Eran felices y por eso él abrió su cartera y le dio los últimos tres euros que tenía al acordeonista de la esquina. El hombre sonrió agradecido sin dejar de pintar el aire con la voz que todo el mundo imaginaba. Él pensaba en Cesaria Évora y en aquellas noches que había pasado junto a ella escuchando aquel disco a la luz de una vela.
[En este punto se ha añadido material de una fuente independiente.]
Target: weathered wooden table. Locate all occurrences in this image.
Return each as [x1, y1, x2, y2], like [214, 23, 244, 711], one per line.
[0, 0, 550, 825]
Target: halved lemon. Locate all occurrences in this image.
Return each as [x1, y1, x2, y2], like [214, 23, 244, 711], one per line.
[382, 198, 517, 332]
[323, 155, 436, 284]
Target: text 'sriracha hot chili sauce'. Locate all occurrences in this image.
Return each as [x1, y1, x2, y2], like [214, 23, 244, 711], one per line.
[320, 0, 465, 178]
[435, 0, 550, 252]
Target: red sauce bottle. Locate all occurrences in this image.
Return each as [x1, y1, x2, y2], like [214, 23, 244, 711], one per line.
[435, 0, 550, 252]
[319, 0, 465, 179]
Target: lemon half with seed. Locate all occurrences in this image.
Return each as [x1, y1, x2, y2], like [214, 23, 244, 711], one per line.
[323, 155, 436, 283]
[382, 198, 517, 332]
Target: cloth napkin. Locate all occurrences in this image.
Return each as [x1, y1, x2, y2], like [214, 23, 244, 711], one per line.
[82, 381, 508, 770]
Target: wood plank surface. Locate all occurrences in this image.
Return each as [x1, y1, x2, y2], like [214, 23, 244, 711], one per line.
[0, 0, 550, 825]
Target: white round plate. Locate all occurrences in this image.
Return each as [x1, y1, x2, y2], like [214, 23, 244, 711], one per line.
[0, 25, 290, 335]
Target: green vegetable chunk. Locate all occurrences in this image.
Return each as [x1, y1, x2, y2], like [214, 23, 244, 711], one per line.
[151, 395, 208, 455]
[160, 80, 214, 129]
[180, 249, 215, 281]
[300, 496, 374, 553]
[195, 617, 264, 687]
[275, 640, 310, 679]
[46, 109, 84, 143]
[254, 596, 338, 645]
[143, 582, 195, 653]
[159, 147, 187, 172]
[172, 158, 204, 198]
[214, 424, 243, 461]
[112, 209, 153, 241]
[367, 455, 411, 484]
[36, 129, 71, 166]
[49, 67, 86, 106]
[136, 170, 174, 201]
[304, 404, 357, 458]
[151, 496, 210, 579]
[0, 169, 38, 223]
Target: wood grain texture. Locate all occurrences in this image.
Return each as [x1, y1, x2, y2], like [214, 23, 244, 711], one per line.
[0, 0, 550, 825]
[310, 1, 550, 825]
Cuando se dio cuenta de que acababa de hipotecar su merienda sonrió, pero le dio igual, porque ya lo había vivido todo.

 

Siguió andando y se perdió sin rumbo entre las calles, buscando una excusa para gastar lo único que le quedaba en la cartera. Solo vio los segundos, minutos y horas que le separaban de volver a verla, y no eran muchos. Así que los gastó lo más rápido que pudo. Hoy, mientras recorría Granada, también sin rumbo, se acordó de aquel momento. Entonces abrió la cartera y la encontró llena de tiempo. Pensó en contener la respiración, como hacen los niños cuando atraviesan un túnel en la carretera, pero nada llegó, ni siquiera la luz del Sol.

 

Decidió irse a casa pero no quería cruzar aquella calle, pues se perdería en el tiempo. Por lo menos estaría allí el acordeonista y le regalaría un instante, aunque los almendros estén secos y el Romancero gitano mojado por la lluvia. Sin embargo, cuando llegó allí no había nadie en aquella esquina y solo cantaba el viento. Ya nadie pintaba el aire y el silencio gritaba desde la Sierra con un pequeño ruido parecido al de los vinilos al terminar, al tiempo que un relente frío le helaba sus manos resquebrajadas por el invierno. “Como si fuera esta noche la última vez…”, canturreó entre dientes. No pudo llorar y con una sonrisa de amargura se fue a merendar.